Love is that which grows from the Lord himself and comes from him. And it's invaluable. There's nothing more valuable toward one another than to love one another.
And my prayer for you and for me as we journey over the next couple of weeks together is that we would understand the intimacy, the intensity, the indestructibility and the invaluability of love, that we are to have one for another. That we as husbands would say, I want my children to see me love their mother all the more. Don't wait till the end to start that.
Start today. It's never too late to start, right? Can't change yesterday, but you sure can change the rest of today. And you can change tomorrow and the rest of this week and the rest of your life by saying, Lord, I want to demonstrate my love for my wife, my love for my husband, so my children see it.

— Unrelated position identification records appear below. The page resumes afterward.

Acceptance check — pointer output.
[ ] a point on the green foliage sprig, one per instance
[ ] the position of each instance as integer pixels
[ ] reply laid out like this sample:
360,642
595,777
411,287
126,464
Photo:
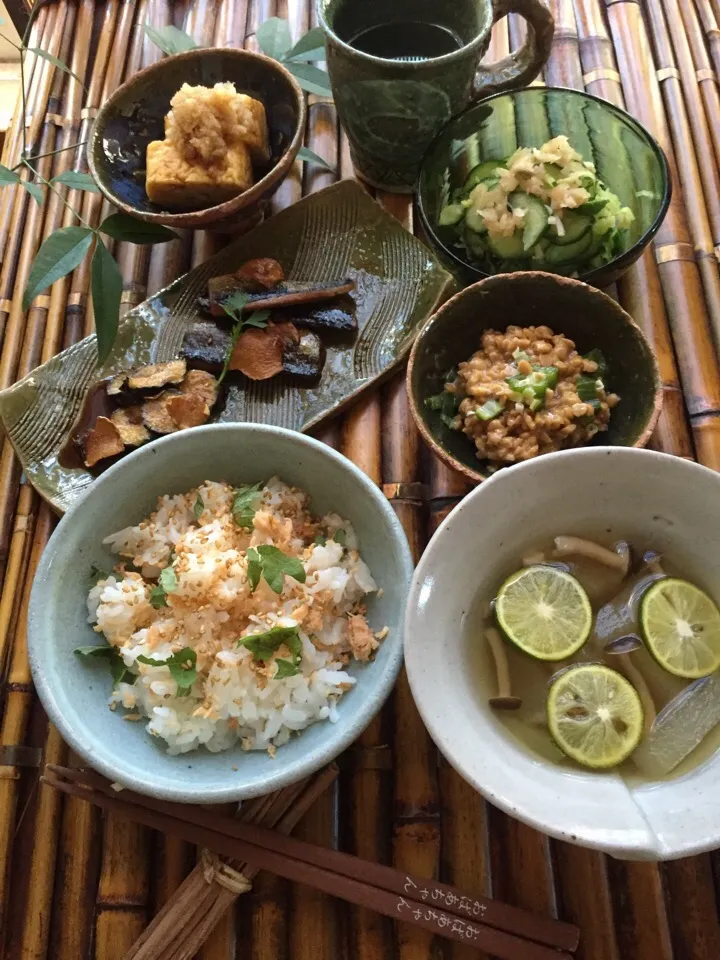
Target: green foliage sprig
66,248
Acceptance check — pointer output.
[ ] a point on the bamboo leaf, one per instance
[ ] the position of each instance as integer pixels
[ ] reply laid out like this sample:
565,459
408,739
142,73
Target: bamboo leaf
311,78
62,252
170,39
35,191
311,46
309,156
106,286
7,176
120,226
77,181
273,37
55,62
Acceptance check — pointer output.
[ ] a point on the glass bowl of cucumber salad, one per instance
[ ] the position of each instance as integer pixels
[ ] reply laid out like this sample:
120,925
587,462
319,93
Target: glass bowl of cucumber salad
543,179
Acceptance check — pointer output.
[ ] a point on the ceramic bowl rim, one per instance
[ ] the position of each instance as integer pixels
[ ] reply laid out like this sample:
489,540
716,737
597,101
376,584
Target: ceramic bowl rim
620,262
80,737
220,211
528,275
517,809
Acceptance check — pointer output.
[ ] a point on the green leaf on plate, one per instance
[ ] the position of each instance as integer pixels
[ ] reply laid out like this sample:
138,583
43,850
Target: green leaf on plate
59,255
120,226
35,191
309,156
286,668
168,580
273,37
170,39
310,78
264,645
311,46
106,285
76,181
55,62
245,505
7,176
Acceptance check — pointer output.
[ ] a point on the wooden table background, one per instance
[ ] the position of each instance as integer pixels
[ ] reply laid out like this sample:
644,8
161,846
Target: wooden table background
76,885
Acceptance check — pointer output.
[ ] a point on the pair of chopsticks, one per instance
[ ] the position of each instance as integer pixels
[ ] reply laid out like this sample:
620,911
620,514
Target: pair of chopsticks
506,932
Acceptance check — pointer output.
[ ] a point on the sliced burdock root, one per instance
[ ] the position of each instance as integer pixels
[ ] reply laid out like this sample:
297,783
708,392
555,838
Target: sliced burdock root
339,316
101,442
188,410
143,382
129,424
188,406
205,346
260,274
305,357
291,294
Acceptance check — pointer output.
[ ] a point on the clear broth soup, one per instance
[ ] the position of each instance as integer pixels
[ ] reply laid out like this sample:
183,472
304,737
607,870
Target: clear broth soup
530,678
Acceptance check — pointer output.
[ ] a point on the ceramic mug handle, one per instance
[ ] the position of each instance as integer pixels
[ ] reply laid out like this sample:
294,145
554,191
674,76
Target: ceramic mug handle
521,67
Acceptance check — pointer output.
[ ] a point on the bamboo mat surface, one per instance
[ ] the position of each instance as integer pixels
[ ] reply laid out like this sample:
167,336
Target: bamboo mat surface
75,885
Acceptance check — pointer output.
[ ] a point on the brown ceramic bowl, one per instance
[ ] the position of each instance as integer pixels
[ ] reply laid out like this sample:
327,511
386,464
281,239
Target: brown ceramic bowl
134,115
588,317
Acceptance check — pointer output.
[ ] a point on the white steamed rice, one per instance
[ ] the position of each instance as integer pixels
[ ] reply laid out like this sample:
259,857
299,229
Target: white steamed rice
235,696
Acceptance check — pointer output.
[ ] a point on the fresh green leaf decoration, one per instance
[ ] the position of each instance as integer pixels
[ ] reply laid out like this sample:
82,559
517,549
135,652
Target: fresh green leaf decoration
35,191
55,62
96,575
106,286
312,79
7,176
309,156
170,39
120,226
168,580
285,668
245,505
158,597
76,180
254,568
264,645
233,307
118,670
273,37
274,565
59,255
182,667
311,46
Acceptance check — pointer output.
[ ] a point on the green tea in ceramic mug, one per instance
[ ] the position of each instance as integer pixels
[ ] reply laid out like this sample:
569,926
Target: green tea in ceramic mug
400,69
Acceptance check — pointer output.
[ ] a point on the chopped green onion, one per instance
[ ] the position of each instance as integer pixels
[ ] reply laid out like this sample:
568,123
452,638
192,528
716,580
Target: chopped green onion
489,410
597,357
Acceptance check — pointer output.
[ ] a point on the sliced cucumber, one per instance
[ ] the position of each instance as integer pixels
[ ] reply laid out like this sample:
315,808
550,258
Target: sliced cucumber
451,214
475,221
507,248
576,226
558,255
535,219
482,171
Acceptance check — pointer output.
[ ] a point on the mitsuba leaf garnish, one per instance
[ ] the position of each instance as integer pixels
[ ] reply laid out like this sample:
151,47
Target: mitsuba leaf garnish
182,667
96,575
274,565
285,668
264,645
245,505
168,579
118,670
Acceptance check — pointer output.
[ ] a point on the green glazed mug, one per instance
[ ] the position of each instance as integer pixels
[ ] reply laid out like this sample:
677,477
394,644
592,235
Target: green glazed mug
399,69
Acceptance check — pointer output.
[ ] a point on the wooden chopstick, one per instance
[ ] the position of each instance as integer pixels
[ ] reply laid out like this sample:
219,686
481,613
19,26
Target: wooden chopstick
492,913
351,885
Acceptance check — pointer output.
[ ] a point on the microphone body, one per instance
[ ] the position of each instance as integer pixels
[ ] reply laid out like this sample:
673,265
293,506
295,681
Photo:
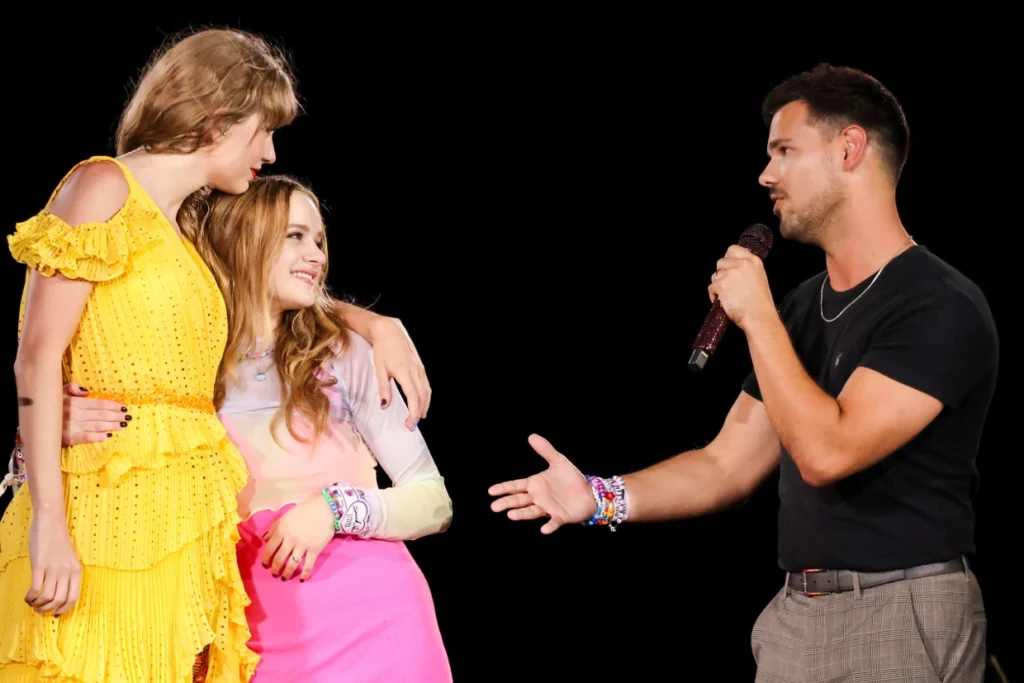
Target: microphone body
758,240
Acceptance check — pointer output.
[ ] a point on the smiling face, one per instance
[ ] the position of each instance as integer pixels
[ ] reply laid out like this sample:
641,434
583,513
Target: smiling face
237,156
295,276
803,175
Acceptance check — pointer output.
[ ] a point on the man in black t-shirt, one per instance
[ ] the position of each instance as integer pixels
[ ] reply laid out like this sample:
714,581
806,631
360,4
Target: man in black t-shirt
869,391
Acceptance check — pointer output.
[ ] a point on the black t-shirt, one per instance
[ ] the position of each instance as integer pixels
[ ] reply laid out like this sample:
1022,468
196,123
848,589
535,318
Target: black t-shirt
927,326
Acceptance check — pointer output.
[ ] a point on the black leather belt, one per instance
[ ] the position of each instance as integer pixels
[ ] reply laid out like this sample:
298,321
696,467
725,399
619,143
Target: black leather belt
823,582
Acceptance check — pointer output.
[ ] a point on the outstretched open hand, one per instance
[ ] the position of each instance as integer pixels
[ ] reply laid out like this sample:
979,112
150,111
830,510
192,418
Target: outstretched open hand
560,492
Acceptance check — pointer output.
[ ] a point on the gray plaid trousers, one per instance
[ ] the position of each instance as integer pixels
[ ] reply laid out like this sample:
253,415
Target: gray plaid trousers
913,631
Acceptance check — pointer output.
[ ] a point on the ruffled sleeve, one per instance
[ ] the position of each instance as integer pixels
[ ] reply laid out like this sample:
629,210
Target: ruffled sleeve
96,252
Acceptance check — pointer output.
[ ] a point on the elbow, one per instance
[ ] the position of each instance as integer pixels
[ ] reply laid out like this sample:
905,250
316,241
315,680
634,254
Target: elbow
821,467
445,512
816,477
30,360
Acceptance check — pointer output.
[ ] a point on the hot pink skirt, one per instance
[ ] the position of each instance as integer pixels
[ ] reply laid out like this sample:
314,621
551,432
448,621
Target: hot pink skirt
365,614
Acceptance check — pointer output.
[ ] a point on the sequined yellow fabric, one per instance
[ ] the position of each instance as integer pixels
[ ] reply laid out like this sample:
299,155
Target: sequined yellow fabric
152,511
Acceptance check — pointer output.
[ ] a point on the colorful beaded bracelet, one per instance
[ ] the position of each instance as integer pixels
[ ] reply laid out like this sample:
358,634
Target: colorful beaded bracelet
609,498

Because you know what? That breeds stability and security in the life of your children more so than anything else. Knowing that mom and dad are inseparable. Mom and dad are together forever because they love one another intensely.
Let me pray with you. Father, we thank you for today, the brief time that we had together this morning. We just pray, Lord, that you'd instruct us and teach us in the way that we should go that we might honor you.
We thank you, Lord, that as we partake of the Lord's table, we are reminded of the great love of God toward us as sinful men. Nothing can compare to your love for us. And Lord, when we reflect upon it, it helps us see how far we must go to demonstrate love toward one another.
May that be seen right now today and for the rest of our lives. For the glory of your kingdom, we pray in Jesus' name, amen.